Calculating the volume under the surface $f(x,y)=e^{-(x^2+y^2)}$

Question

I have to calculate the volume under the surface $$f(x,y)=e^{-(x^2+y^2)}$$

I have no clue what to do, but I'm just using the integration I learned.

I take a little slice, and the area of that slice should be $$\int_{-\infty}^{\infty}e^{-(x^2+y^2)}\,dx$$

Then, I have to evaluate this slice for each $y$, so I have to take the integral of this integral, if it makes sense or something...

So I got $$\int_{-\infty}^{\infty}\int_{-\infty}^{\infty}e^{-(x^2+y^2)}\,dx\,dy$$

I have no clue how to evaluate the integral, but I punched this exact expression into a calculator and got 3.1415926..., so I think I did something meaningful...

Does what I did work, find the area of a slice for some random $y$ and integrate that slice area expression from $y=-\infty$ to $y=+\infty$??
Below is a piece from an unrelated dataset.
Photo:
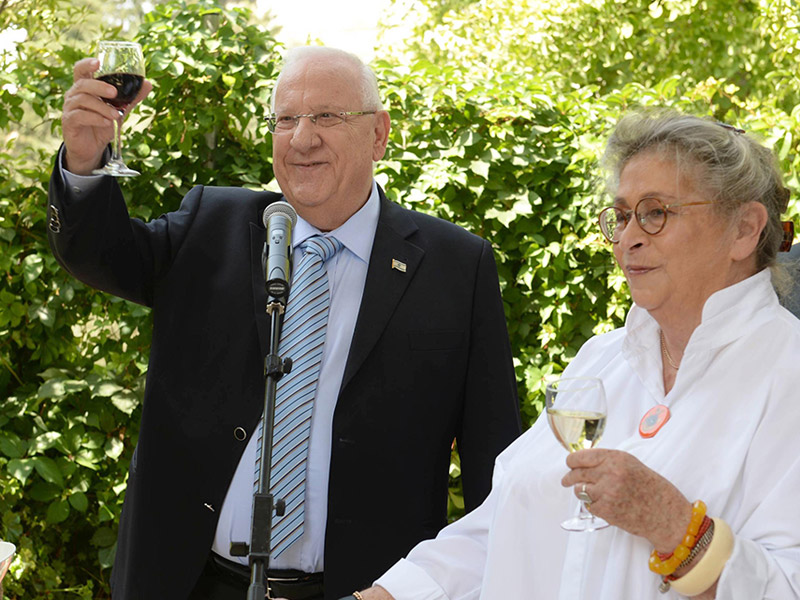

Update: How do I switch this into polar coordinates?

Answer 1

Denote $x=r\cos\theta$ and $y=r\sin\theta$, thus $$ J = \det\frac{\partial(x,y)}{\partial(r,\theta)} = \begin{vmatrix} \cos\theta & -r\sin\theta \\ \sin\theta & r\cos \theta \end{vmatrix} =r\cos^2\theta + r \sin^2 \theta = r(\cos^2\theta+\sin^2\theta)=r. $$ Now, as you don't have any restrictions, your integration region is given by $$ D=\{(r\cos\theta, r\sin \theta) | 0 \le \theta \le 2\pi, 0 \le r < \infty\},$$ $$ \int \int e^{-(x^2+y^2)}dxdy = \int_{0}^{2\pi} \int_{0}^\infty e^{-r^2}rdrd\theta= -\frac{1}{2}\int_{0}^{2\pi} (e^{-r^2}|^{\infty}_{0} d\theta =\frac{1}{2}\int_{0}^{2\pi} d\theta = \pi, $$ where in the third step, one can see that $\frac{\partial}{\partial r}e^{-r^2}=-2re^{-r^2}$, thus $$\int e^{-r^2} r dr = -1/2\int(-2) e^{-r^2} rdr = -\frac{1}{2}e^{-r^2}+C. $$